Measurement standards for digital and linear also continue to diverge, and this may be another reason why more advertising hasn’t moved to digital. According to NBCUniversal’s Marshall in his CES 2024 presentation, his company is working on ways “to bring linear and digital together instead of bifurcating it. You’ll be able to see what percentage was delivered on linear, what was delivered on digital, and where the overlap was. That’s never existed before.”

The Wrap

So, what’s changed with video content monetisa­tion? Almost everything. Consumers went from linear viewing with ads a long time ago, to buying subscriptions to watch content from discreet media companies, to buying subscriptions from discreet media companies to watch content with ads, to each platform only distributing its own content, to now trying to figure out why several services might have the same content and if you can watch the shows you want to see with the accounts or subscriptions you have. And we’re just arriving at the point where, if multitasking is your thing, you can buy products as you watch content.
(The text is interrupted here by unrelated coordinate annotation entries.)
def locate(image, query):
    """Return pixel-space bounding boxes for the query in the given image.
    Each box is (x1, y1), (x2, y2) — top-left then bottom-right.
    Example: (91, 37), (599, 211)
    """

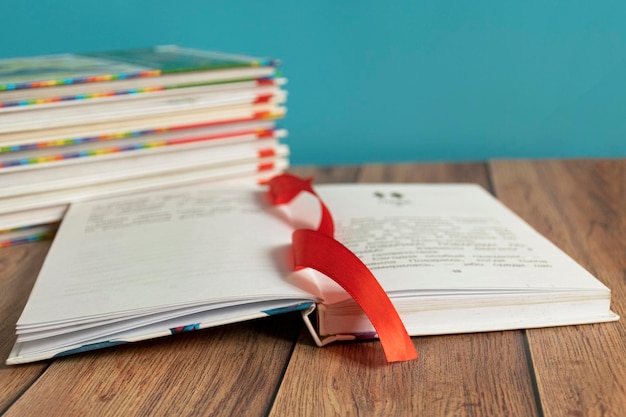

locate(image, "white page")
(18, 186), (311, 326)
(315, 184), (608, 303)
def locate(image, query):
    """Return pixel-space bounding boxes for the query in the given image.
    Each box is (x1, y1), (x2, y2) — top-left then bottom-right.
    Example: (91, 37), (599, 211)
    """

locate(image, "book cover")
(0, 45), (277, 92)
(8, 176), (618, 364)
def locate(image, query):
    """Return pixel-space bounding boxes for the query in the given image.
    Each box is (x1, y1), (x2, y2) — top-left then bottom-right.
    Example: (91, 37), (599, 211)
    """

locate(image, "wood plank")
(490, 160), (626, 417)
(5, 314), (302, 417)
(1, 167), (346, 416)
(0, 241), (50, 414)
(270, 164), (538, 417)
While all of this is going on, consumer data has been captured, analysed, and packaged for brands to use to target consumers with better ads. Now these ads can also come not just from the top brands everyone knows, but from smaller brands that might never have considered this kind of advertising. In terms of measurements, there are a number of options. Each service can provide the version it has, but good luck comparing it to another service’s data. And on the subject of data, I’d like to see each company break out costs on what consumer data it has collected and what value it puts on it.
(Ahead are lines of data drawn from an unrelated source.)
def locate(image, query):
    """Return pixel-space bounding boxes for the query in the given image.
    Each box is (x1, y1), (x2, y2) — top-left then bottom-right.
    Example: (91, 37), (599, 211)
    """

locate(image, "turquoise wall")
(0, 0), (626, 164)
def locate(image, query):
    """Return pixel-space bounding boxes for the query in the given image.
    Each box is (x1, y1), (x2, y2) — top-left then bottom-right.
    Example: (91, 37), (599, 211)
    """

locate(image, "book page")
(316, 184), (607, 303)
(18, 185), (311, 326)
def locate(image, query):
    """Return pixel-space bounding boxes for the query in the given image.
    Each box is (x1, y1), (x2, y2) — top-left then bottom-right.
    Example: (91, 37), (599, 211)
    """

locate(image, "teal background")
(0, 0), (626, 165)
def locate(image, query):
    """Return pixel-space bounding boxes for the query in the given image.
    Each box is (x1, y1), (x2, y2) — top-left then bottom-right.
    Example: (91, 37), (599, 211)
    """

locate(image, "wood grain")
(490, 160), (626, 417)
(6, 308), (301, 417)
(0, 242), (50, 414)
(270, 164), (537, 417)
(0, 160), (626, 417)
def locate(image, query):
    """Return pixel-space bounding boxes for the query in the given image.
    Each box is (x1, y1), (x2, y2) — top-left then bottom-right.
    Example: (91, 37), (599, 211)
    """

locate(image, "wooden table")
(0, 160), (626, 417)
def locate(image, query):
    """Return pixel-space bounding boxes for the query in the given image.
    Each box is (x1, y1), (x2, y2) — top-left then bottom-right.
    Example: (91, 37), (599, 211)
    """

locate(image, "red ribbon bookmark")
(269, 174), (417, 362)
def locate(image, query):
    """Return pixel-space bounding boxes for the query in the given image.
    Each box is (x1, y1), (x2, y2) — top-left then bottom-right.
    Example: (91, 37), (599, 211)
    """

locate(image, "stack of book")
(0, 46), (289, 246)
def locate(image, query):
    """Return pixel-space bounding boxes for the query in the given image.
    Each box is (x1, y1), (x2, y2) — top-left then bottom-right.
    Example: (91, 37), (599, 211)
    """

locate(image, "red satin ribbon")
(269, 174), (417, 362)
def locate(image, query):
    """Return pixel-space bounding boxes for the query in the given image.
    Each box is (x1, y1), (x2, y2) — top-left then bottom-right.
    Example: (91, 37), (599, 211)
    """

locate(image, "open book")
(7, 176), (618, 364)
Whether to build or buy your ad tech is another topic that comes up frequently. At this point, I’m not sure it matters. Delivering creative ads that consumers want to interact with is key. Do you need to own that IP, or can you work with a partner to deliver it? Typically, the choice comes down to how profitable this all works out to be, and without a crystal ball, it’s another question that remains up in the air.

Even The New York Times acknowledged in January that we have reached the end of the Peak TV era. Never again will so much content be produced, which really may mean a bit less choice. While this is sad for actors, producers, and people who work in film and TV production, gold rushes don’t last forever. And when one of the biggest problems consumers have is too many choices when looking for something to watch, you know that things have gotten out of control.

So, what does the future of streaming monetization look like? This post-Peak TV media ecosystem is a brave new world, and being able to find the content you want, with the price you want to pay, will likely keep consumers on their toes for years to come.